We stopped where Greenfield Bend crosses the Duck River to eat some crackers and peel off some clothing, since the sun had come out and the climbing was warming us up. The river was about as high as I've ever seen it, but looking beautiful.

We cut over from there to Cathey's Creek, which is a lovely, gently rolling road that goes thru fields of wheat and corn. This road also takes you to Keg Springs Road, which takes you in turn to Keg Springs Winery.

We had been here before with friends on a previous trip, so we knew a few things going in. One is that you do not want to try to pedal a fully loaded tandem all the way up their driveway. Another is that the blackberry wine sounds fruity and tastes fruity to begin with, but really grows on you.

There was a party going on on the deck there, with live music and people looking very comfortable sitting next to cozy heaters, but we were worried about cooling down.

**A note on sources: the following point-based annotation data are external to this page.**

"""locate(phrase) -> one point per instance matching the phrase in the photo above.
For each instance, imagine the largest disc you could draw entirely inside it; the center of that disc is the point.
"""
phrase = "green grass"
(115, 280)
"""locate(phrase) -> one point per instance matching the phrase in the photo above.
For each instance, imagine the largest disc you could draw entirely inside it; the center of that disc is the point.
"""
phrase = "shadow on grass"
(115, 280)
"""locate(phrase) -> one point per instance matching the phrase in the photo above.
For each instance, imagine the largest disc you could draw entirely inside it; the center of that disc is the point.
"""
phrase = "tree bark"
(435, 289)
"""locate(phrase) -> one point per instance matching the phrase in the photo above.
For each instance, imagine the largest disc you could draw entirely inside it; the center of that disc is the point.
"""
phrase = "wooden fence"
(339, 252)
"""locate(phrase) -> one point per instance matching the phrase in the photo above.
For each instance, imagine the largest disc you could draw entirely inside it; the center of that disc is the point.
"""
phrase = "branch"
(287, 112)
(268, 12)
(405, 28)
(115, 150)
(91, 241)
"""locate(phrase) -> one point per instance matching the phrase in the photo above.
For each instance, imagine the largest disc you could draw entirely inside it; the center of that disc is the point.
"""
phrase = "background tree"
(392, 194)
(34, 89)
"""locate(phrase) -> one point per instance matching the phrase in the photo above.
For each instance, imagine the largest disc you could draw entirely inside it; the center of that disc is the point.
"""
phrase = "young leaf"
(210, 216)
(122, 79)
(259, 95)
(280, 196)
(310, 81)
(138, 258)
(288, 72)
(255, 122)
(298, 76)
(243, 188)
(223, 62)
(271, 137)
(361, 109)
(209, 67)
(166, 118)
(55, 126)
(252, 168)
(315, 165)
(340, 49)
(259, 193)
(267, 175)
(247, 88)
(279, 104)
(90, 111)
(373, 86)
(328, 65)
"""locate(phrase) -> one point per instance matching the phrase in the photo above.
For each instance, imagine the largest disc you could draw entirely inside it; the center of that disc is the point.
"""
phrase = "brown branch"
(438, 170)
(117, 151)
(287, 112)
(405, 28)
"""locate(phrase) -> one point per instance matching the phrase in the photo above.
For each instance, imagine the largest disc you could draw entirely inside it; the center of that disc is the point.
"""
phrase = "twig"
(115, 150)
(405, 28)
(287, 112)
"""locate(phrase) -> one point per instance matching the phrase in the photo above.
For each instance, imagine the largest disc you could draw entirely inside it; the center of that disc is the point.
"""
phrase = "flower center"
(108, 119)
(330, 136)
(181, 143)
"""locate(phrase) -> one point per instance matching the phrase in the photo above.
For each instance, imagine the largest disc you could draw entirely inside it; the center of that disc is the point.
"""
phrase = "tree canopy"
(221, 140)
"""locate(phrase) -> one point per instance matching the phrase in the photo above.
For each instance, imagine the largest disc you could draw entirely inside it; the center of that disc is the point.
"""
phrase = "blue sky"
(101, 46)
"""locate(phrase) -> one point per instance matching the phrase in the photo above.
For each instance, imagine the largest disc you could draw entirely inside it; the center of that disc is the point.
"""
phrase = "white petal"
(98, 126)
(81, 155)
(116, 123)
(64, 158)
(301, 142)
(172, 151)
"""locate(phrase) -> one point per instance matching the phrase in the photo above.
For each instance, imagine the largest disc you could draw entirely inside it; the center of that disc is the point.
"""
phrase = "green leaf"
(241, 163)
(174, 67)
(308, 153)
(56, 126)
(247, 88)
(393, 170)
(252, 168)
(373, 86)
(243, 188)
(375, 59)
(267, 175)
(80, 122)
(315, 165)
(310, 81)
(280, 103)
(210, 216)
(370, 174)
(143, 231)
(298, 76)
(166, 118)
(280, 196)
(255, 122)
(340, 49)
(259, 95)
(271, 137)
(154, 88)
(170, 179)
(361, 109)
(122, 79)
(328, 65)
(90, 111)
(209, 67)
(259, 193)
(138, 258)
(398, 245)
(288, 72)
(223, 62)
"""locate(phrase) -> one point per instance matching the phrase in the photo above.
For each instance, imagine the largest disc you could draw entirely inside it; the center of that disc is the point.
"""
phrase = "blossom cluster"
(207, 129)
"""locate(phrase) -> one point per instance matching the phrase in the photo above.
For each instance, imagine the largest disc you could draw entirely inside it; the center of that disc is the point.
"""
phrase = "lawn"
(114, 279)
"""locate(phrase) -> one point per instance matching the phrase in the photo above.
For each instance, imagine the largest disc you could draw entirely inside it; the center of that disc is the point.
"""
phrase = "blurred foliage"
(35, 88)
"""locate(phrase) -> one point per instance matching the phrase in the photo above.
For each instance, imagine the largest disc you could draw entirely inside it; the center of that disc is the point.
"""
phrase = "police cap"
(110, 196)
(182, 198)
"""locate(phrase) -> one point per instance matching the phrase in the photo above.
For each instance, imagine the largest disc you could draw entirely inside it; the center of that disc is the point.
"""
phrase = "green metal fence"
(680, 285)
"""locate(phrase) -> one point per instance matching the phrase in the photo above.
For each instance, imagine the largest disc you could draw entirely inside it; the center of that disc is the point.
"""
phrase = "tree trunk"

Thus, we tasted a couple of wines, bought a bottle of our old favorite -- yes, the blackberry wine -- and were on our way.

Here's a picture of me showing off my legs. It wasn't really warm enough to be out like this, but I didn't want to hunt through the panniers for the knee warmers.

Fortified with wine, we returned to Cathey's Creek Road and started climbing. We had figured out how to get the front derailleur to let us into the small chainring, and that was good. Once on top, we rode along rolly Ridgetop Road and down the long driveway to the little cabin at the Ridgetop Bed and Breakfast.

It looks even more cozy inside.

Home is where we hang your helmet ... or lay it, in this case.